One extra funny sidenode for all these attempts: I rarely commited and only uploaded huge "Update" commits which a ton of stuff, which lead to this repos only having a couple commit (v1:3, v2:13, v2:4).
Then came 11. December 2021, where I started the current run of implementing lapyst, and nearly 2 years later (October 2023), it's still going strong with over 900 commits to date. As before, the structure of streams / lexer / parser / ast was largely keept from the last iteration. The first change was ofcourse to directly store the token's value inside the token as well as using cxxspec as a testing framework to test the basic structures as well as lexer and parser in the beginning. In retrospect, this is honestly the largest lesson learned in all these failed attempts:write your goddamn tests!. Seriously. Espcially if youre thinking like me its just unnecessery bloat! It will help not only uncover bugs but also will remind you to check ALL of your callsites when a method / structure / class changes.
But atleas, even tho the iteration begans strong and goes strong regardless, it wasnt without hickups.

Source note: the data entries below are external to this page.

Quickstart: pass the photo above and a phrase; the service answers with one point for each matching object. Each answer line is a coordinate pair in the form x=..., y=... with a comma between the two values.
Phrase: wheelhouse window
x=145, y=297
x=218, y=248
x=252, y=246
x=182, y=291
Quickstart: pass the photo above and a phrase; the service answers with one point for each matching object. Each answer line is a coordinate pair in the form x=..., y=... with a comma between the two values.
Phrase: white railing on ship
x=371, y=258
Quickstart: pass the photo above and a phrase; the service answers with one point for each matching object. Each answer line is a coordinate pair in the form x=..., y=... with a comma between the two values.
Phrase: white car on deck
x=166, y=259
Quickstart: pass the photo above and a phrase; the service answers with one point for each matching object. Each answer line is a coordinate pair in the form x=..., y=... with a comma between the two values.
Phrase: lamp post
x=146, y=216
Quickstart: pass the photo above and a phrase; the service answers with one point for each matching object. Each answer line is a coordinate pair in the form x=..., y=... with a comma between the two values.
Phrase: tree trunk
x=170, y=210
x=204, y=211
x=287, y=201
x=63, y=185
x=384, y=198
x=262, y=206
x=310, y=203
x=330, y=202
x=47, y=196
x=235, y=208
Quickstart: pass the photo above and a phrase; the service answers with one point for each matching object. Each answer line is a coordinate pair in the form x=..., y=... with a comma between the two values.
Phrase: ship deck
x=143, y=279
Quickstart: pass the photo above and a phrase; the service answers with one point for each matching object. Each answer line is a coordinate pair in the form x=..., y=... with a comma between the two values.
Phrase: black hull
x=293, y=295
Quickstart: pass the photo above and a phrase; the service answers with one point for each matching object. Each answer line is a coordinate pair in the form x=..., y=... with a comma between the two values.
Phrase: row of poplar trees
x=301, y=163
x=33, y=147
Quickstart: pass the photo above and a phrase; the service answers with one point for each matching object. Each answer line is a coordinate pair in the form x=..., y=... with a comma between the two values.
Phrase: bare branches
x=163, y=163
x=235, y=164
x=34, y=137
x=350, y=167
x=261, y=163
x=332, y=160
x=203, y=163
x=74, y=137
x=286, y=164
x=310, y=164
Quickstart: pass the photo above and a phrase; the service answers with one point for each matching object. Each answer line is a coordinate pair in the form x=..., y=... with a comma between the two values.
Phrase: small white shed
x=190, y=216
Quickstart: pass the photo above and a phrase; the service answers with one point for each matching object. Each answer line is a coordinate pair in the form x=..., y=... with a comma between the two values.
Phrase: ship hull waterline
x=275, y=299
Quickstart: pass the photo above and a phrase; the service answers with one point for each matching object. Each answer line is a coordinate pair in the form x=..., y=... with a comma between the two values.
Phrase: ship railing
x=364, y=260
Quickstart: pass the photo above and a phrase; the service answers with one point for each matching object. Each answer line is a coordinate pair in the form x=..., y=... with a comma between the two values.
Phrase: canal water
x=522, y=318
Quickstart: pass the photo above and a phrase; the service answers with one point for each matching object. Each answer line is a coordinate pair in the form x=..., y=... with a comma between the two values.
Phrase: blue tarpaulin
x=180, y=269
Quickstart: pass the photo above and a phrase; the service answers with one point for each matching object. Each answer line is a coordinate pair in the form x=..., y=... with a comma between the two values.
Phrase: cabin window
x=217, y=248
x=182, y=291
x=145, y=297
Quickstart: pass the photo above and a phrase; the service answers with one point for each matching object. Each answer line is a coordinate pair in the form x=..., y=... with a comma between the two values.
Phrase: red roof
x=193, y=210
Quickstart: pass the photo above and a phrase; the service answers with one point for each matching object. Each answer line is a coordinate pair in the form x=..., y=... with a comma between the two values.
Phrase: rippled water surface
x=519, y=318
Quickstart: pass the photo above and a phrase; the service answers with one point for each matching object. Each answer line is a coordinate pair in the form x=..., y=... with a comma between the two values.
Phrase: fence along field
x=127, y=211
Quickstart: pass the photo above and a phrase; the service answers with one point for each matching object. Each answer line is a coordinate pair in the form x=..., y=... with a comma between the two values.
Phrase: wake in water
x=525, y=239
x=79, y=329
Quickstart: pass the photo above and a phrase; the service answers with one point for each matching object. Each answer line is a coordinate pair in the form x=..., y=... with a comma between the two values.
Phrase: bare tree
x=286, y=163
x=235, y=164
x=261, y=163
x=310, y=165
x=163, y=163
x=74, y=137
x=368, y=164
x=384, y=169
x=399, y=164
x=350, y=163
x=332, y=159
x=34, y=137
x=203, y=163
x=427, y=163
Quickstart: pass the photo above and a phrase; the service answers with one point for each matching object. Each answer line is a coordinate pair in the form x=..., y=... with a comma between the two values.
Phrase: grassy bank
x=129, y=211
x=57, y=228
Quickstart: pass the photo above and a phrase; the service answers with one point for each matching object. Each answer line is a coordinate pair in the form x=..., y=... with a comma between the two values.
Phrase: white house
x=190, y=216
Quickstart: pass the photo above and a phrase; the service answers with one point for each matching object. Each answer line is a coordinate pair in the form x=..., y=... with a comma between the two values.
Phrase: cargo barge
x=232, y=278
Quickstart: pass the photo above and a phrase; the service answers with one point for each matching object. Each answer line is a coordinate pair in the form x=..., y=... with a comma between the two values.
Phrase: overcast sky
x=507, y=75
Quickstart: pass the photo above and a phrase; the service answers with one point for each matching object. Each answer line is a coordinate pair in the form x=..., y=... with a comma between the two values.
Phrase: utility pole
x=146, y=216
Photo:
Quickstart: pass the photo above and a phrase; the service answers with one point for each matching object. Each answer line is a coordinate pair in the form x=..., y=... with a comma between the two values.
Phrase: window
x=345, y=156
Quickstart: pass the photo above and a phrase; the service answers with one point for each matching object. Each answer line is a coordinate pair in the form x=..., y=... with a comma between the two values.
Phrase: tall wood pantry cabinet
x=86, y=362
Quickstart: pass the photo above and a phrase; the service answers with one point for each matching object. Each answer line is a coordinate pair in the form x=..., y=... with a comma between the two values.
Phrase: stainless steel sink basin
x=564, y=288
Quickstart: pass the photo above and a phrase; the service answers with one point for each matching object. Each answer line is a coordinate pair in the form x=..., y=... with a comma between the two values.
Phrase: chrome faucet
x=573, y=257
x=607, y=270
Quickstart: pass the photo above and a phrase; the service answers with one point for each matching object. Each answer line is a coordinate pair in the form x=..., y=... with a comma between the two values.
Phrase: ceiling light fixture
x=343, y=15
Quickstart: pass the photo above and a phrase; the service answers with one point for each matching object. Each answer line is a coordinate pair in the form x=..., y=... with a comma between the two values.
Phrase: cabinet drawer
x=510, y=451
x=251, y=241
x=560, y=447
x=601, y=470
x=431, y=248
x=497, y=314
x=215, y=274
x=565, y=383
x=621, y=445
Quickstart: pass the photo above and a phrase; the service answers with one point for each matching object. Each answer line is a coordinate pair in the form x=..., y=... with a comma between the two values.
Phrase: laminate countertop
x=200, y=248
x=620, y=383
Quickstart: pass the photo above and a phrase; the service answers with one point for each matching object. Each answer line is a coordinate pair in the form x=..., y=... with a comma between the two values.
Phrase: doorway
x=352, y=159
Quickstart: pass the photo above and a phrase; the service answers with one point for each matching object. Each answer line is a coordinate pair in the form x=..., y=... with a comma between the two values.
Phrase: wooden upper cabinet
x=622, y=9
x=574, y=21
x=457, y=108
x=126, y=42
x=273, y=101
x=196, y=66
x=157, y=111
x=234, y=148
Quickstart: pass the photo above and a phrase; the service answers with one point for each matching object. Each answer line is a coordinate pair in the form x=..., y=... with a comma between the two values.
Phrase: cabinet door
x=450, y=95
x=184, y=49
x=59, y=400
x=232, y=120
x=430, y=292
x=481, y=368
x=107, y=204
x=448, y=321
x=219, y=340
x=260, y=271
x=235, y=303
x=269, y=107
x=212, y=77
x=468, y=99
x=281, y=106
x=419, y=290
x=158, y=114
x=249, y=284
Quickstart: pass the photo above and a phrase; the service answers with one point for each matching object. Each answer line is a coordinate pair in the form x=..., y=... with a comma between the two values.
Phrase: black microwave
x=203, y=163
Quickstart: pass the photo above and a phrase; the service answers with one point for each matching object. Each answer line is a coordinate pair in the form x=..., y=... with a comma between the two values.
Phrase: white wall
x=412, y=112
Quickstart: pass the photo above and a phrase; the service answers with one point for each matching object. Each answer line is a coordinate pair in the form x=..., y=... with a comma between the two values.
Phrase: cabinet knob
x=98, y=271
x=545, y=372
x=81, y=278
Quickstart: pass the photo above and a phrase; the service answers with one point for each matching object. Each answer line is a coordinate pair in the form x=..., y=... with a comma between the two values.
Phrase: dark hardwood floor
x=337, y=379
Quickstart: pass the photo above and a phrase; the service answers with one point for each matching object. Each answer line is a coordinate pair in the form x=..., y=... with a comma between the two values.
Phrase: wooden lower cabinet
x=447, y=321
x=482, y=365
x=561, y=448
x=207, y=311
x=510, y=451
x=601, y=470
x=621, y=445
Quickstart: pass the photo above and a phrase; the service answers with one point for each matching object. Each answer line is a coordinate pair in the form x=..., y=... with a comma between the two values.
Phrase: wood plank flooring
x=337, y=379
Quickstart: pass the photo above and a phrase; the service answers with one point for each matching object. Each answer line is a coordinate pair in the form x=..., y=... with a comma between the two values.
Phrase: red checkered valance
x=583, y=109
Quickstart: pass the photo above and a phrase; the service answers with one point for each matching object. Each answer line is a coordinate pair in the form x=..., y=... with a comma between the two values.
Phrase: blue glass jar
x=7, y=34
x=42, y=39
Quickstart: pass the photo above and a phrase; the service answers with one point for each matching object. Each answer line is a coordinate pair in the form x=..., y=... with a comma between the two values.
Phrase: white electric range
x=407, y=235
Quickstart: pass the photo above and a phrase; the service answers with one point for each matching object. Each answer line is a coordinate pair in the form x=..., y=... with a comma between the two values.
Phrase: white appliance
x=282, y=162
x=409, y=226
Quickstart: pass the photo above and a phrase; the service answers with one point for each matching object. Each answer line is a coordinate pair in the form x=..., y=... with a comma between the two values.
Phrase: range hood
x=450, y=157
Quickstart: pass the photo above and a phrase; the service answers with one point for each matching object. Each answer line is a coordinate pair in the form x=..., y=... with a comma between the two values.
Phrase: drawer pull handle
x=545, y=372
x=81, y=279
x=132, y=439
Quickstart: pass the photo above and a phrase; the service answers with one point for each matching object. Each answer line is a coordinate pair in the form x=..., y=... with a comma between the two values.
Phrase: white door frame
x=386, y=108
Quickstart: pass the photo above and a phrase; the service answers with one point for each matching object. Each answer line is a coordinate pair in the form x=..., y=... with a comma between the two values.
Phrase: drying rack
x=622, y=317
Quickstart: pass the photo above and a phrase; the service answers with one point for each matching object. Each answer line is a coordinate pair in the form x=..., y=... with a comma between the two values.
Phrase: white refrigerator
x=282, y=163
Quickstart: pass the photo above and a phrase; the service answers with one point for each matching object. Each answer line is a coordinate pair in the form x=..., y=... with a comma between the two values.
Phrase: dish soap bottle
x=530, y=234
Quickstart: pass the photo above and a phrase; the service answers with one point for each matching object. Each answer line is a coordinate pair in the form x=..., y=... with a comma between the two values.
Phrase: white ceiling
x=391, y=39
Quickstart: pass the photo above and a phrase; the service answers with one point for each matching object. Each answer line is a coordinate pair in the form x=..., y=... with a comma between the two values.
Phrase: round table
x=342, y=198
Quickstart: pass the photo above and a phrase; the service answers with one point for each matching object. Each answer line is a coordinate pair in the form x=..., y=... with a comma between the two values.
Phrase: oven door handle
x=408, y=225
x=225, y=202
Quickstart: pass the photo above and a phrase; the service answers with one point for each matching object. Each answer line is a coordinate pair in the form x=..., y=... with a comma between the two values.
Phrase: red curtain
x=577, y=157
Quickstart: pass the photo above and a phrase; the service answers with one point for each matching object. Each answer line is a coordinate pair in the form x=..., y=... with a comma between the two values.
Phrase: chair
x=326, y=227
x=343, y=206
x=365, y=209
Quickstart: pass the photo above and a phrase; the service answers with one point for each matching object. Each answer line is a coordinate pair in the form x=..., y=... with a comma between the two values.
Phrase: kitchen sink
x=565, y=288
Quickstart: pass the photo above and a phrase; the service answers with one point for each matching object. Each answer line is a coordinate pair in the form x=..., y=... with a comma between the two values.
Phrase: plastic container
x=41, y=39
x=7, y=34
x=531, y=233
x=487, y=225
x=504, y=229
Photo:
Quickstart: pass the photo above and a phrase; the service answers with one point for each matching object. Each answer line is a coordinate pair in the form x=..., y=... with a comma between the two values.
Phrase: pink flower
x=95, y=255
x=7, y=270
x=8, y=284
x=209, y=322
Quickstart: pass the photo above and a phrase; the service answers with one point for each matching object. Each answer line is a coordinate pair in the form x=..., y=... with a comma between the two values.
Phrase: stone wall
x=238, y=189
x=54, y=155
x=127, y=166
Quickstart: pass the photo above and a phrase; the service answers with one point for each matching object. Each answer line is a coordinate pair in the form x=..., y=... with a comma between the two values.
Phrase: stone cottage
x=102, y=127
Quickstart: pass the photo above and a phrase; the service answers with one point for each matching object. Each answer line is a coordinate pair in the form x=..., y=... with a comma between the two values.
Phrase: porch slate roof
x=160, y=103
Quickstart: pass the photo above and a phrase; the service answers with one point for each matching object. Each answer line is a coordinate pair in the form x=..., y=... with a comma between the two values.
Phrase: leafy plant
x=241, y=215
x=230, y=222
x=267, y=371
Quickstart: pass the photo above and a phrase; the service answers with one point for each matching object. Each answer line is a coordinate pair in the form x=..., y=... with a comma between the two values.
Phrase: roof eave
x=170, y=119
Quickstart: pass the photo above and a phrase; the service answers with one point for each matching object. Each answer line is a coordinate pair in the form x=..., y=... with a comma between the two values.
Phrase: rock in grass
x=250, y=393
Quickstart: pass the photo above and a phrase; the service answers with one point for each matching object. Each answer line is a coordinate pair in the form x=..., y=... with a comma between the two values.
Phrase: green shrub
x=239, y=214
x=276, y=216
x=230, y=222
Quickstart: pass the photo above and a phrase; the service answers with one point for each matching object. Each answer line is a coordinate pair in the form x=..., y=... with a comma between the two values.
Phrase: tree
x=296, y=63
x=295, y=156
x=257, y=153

Around July 2022 - to Mar 2023 I had several bugs in my compilers architecture, again... Mostly AST related this time: I thought it would be really good to just make a basic Node
and extend literally EVERY OTHER GODDAMN ASTNODE from it. Let me tell you: biggest. fucking. mistake. Seriously. It was so bad I was in a month-long hiatus, where the only way out seemed to once again throw everything away and rewrite it from scratch. But not this time! This time I decided after much thinking to just push through, and glad that I did! After sensibily restructuring the AST, now with proper Base-types for declarations, statements and expressions, the type system took the work from me to always ensure I had the correct nodes, I just could use the correct basetype and all was good!
The next issue I encountered was Ownage of the value of Tokens.... - ah yes tokens my old friend, so we'll meet again!!! - while I now had the token always in memory, the problem rather was who owns the token, and to that extend the tokens value? In the beginning I really didnt paid much attention so in quite a few places of the AST a Token*
has wound up. This was a problem, since originally the token was owned by the TokenStream
, where the lexer would store all created tokens until consumed by the parser. After the parse step I would liked to free the TokenStream
to reclaim unneded memory since the majority of tokens (i.e. keywords, whitespaces etc.) where of no use more. But the problems where the few remaining ones, primarily literals and identifiers. The solution was simple: just another qick hiatus where I questioned if I just wanna trash the iteration and just start over... but I had no use: restructure the AST once again to store the value we need directly, this means literals copied their data (or directly parsed them into their value, like numerals), and identifiers got a own type to store the token's value inside them. The optimization I added here back was that I allowed a Identifier to move the value out of an token. This was possible, since I only created Identifiers in the parser once I was sure that the complete declaration or whatever was parsed, and no backtracking was neccessary anymore.
But sadly this was not the last time; having all your data, its encapsulation and so on in your mind can be hard. For a more recent example: until like 2 weeks (Sep 2023), I had on some of the AST nodes following field: void* extra;
. It was used to store "extra" or "additional" data that the LLVM backend needed. While this seems like a good idea on paper, in reality it was not. Since freeing them was a nightmare I always put off with the argument "can do it when I release it". TL;DR: I restructured again, moved all those extra data into vectors and maps into the LLVM compiler (or more specifically the LLVMContainer
, which I already had for llvm related cacheing or helpers), so they can be all managed with type-informations so they are better free-able, the AST is decoupled from random data from some backend, and overall cleaner code!